Sluggish economic growth has been impacting consumers around the globe, Rabobank said, explaining that they are trading down, buying smaller portions, and switching channels. Still, pork – which is cheaper than beef and premium seafood and more expensive than poultry – holds a relatively stable position on consumers’ plates.
Performance varies from region to region, however, subject to availability and prices in the local market, explains Chenjun Pan, senior analyst of animal protein at Rabobank. “In Europe, pork consumption remains under pressure due to ongoing high prices. In the U.S., demand was slightly below expectations to start the summer, as uncooperative weather and poor air quality challenged the start of the grilling season. And in China, pork consumption remains weak, due to the underperforming economy and heat waves across the country.”
Trade to weaken in second half of year
Pork trade was relatively strong in the first half of 2023, driven by an increase in imports in China, though trade to the U.S. and the Philippines saw material declines. Japan, another major importer, saw flat trade, with a slight shift in sourcing from Europe to the U.S. UK imports showed a significant decline as inflation pressured demand.
“For the second half of 2023, we expect global trade to be weaker than in same period last year, as inventories of frozen pork are high in China due to weak consumption, pressuring imports.

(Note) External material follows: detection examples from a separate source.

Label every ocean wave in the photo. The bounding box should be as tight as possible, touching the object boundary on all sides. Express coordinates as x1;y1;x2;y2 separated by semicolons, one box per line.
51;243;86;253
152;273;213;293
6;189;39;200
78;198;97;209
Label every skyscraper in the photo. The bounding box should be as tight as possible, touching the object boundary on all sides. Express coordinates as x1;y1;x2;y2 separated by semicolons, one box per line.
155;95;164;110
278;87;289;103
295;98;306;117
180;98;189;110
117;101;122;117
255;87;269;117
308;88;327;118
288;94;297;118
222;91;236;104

Also, tighter supply in the EU restricts shipments out of the region,” Pan said.
Imbalance between supply and demand
The EU and UK pork supply declined materially in the first four months of 2023, with some countries seeing falls at double-digit rates. This tight supply supports high prices, in turn pressuring consumption.

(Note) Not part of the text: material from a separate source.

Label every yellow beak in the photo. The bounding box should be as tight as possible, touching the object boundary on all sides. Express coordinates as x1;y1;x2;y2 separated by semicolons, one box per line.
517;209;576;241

China has the opposite situation, as pork supply continues to exceed demand, pressuring prices and causing multiple-month losses for producers. Liquidation of the sow herd in China will continue in the second half of the year.
In the U.S., which also has a plentiful supply, producers have relatively healthy balance sheets after two years of outsized profits. Given projected losses, however, U.S. herd liquidation should ramp up into 2024. For 2023, Rabobank is forecasting a 0.8% increase in pork production.

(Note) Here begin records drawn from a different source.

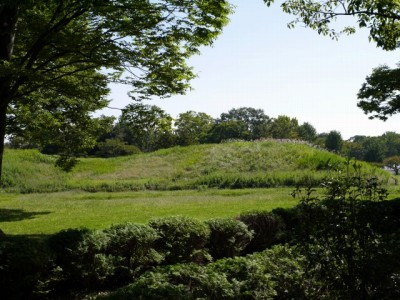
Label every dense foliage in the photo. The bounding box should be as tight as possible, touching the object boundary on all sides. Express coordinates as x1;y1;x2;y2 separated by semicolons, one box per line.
0;162;400;299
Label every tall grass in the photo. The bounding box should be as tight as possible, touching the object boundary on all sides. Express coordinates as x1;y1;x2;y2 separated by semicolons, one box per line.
3;141;389;193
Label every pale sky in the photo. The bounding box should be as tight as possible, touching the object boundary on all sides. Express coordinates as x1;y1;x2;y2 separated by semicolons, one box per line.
100;0;400;139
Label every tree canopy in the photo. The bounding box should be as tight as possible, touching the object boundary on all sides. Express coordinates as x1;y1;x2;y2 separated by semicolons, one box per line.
264;0;400;120
264;0;400;50
0;0;231;180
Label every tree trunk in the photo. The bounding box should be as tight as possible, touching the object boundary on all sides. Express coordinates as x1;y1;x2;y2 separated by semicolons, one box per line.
0;106;7;186
0;1;19;184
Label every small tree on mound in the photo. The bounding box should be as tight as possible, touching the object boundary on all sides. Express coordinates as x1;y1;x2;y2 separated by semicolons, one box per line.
383;155;400;175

Supply is also challenged by volatile feed prices and relatively low stocks. Corn and soybean prices were volatile entering July due to weather issues, Black Sea grain corridor uncertainty, and the smaller-than-expected soy planted areas and larger-than-expected corn areas in the U.S.
“We expect feed prices to soften in Q3 but remain supported by relatively low stock-to-consumption ratios in many countries,” said Pan. “While there is some room for prices to drop further in the coming months, they will stay above pre-Covid levels.”
She continued, “Rabobank expects a modest improvement in production costs in the second half of 2023, as productivity improvements likely offset feed cost volatilities.”
Disease challenges linger
Herd health improvements continue to be a major task for producers worldwide as disease outbreaks influence production, according to Pan. “African swine fever (ASF) continues to impact production in Asia and Europe. While outbreaks generally slowed in the second quarter of the year, they appear to be persistent in some regions, causing disruptions to local supply. In addition, porcine reproductive and respiratory syndrome (PRRS) remains a challenge in Spain, causing a material drop in production.”